With 19,000 citizens to serve, Deerfield trustees said, they could not afford to continue losing commercial annexations to the city if their tax base was to finance emergency services.
Rather than tie up annexations in court (as with Paramount's Kings Island), trustees offered not to fight annexations where they could not provide water and sewer services. In return, trustees asked Mason to share revenues with them on future annexations (channeling property taxes to the township while the city kept income taxes) and to agree not to solicit annexations from Deerfield property owners.

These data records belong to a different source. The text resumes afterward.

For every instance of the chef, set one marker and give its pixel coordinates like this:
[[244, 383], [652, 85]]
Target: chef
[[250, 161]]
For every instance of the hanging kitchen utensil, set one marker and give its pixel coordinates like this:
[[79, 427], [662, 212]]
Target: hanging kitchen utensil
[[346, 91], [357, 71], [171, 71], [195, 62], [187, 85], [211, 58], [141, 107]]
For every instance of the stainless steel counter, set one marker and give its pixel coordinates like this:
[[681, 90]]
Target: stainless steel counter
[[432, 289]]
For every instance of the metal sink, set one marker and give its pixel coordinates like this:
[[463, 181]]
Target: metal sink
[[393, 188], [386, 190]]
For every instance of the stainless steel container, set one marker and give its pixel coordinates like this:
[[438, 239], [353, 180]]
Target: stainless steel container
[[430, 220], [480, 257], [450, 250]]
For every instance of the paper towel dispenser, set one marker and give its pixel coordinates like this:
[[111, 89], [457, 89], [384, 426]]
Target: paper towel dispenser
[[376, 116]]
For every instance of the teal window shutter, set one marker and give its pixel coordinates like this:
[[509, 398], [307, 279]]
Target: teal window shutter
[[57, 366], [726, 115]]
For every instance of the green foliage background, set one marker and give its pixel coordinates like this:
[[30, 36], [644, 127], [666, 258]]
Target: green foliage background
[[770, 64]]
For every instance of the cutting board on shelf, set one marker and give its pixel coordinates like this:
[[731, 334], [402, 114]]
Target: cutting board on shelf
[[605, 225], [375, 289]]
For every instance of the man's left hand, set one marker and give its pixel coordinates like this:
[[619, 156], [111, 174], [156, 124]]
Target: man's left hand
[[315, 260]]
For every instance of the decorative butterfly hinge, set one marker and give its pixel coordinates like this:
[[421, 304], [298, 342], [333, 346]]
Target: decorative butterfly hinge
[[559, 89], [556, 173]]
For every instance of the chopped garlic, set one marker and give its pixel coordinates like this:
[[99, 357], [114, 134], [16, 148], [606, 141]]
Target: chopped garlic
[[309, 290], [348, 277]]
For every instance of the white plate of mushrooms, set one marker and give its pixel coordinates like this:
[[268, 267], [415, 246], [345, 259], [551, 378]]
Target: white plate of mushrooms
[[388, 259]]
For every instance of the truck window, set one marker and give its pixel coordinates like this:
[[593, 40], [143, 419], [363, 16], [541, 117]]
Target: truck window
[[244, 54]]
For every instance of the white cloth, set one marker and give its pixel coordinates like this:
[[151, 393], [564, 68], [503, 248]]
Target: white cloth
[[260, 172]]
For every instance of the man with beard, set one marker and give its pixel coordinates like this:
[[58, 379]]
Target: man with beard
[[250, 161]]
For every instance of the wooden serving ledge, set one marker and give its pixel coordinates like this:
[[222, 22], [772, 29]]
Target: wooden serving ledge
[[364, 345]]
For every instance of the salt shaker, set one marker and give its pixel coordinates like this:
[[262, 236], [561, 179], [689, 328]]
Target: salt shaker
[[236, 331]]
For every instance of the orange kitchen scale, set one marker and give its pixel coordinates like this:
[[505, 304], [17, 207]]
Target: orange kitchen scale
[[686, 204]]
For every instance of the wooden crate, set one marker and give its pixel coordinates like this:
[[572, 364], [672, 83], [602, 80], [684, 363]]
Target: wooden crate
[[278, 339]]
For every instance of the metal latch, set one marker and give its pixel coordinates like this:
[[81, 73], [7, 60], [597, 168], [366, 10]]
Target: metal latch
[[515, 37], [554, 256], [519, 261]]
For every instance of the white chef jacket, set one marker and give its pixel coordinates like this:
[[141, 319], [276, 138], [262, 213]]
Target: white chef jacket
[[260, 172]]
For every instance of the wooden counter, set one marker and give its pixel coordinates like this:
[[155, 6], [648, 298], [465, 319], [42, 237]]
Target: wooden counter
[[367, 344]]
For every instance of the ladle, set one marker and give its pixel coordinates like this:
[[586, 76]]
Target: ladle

Though a council minority was receptive to such concessions, others criticized Deerfield for trying to weaken Mason's authority. "By signing this agreement, we're going to give away what we already have under the Ohio Revised Code," Vice Mayor Dick Staten said. "It would give away the potential for the city to grow in the future, and I can't support it."
Mason also voted Wednesday to limit further negotiations to meetings of the full council and board of trustees.
Trustees' patience with talks also had worn thin by Thursday. "This (deal) was not a legal contract," Mr. Backus said. "It was only a basis to re-establish good relationships. They were trying to get a document that left the door wide open for continued aggressive annexation."
Firefighters left in limbo for three months declined to comment Thursday. Worried about their jobs if the district splits, some said they didn't want to take sides. But all echoed a slogan from T-shirts protesting the tug-of-war: "Fires kill. So do politics."